Photo: Genya Savilov Agence France-Presse Valentyna, 64, prepares a meal in the basement of a damaged residential building that she and her husband use as permanent housing, in the town of Lyman, Donetsk region, October 24, 2024
Published at 10:55 a.m.
Equipped with a heavy blanket and two electric heaters, Volodymyr was ready to brave the Ukrainian winter at home despite Russia’s destruction of Ukraine’s energy infrastructure.
But a Russian bomb hit his old Soviet apartment in Lyman, eastern Ukraine, shattering windows, deep cracks in the walls and damaging one of the two heaters.
Despite the damage and the cold weather that is expected in the coming weeks, this affable 57-year-old bearded man has no intention of abandoning his soot-covered apartment.
“It's nothing. We'll survive. We'll repair it,” he assures AFP optimistically. “The main thing for me now is to fix the windows, turn on the radiators and it will be warm again.”
This year, hundreds of Russian drone and missile attacks on Ukraine's energy grid have knocked out about half of the country's production capacity.
While the fall was mild, Ukrainians are preparing to experience the harshest winter since the start of the invasion, launched by the Kremlin on February 24, 2022.
Photo: Genya Savilov Agence France-Presse Volodymyr, 57, in his damaged apartment in a heavily damaged residential building after a recent airstrike, in the town of Lyman, Donetsk region, October 24, 2024
In towns and villages near the eastern front, where the enemy is advancing fastest, fighting has destroyed infrastructure.
But residents who have chosen to stay say they can hold out for the coming frigid months, even if the Russian army continues to move closer.

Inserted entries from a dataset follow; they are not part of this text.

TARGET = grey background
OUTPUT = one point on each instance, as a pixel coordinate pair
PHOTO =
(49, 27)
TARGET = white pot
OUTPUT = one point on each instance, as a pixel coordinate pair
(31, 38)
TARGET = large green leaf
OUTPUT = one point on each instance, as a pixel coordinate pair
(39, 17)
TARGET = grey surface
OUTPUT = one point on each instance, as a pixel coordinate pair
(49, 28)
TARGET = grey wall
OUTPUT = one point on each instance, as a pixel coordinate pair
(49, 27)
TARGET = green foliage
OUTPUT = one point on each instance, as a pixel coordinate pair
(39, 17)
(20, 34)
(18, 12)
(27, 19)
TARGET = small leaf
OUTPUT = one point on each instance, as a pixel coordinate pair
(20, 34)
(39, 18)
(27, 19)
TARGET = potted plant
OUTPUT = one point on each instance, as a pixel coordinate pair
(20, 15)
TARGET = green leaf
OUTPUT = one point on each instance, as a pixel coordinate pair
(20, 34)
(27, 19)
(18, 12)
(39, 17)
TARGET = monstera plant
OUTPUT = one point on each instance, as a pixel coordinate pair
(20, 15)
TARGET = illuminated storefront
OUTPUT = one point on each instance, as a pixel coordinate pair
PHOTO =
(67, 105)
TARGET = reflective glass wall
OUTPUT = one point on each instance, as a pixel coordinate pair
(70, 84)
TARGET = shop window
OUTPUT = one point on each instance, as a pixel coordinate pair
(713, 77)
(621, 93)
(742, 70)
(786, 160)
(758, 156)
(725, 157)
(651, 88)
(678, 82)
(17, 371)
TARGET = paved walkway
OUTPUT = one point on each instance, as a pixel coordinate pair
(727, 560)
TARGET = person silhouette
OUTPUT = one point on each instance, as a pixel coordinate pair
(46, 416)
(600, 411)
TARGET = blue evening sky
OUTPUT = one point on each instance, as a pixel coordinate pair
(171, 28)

“We are all preparing for winter. “We survived two years and we will survive the third, don't worry,” Yuri, a 71-year-old resident of Lyman, told AFP.
His hometown, located about fifteen kilometers from the front line, was already occupied by Russia from March to September 2022, and the winters there have already been difficult.
Today, some 8,000 people remain, according to the town hall, compared to around 20,000 before the war.
As the town is only a shadow of its former self, some have chosen to live in cellars.
Viktor Kroupko has converted the basement of his building to protect himself from the cold and the shells.
“There are curtains, a stove, heating, everything is there,” explains the septuagenarian, his cap screwed on his head.
Frightened, his wife has already been hiding in the cellar for months. It took a Russian strike to damage their apartment for Viktor to decide to join her.
The old man warns, however: if the electricity goes out in the cellar, leaving him without heat, he will return to his apartment to start his stove and settle down there.
“I can't carry it here [into the basement], because I won't be able to light it,” he says. “There's nowhere to put it or the fireplace.” »
Vadym Filachkin, the governor of the Donetsk region where Lyman is located, estimated that due to the hostilities, more than 130 towns and villages in this industrial territory will have no electricity this winter.
According to him, only three major towns in the region will have municipal heating: Kramatorsk, Sloviansk and Dobropillia, which are three important points for the logistics of the Ukrainian army.
Viktor Kroupko has no intention of leaving Lyman, despite the Russian advances, the winter and his wife's stroke.
The couple also have no intention of joining their daughter in Poland because, according to Viktor, he would not be able to “buy” anything there with his meager pension.
Volodymyr is even more determined: “I'm not going anywhere. I was born here and I will die here.”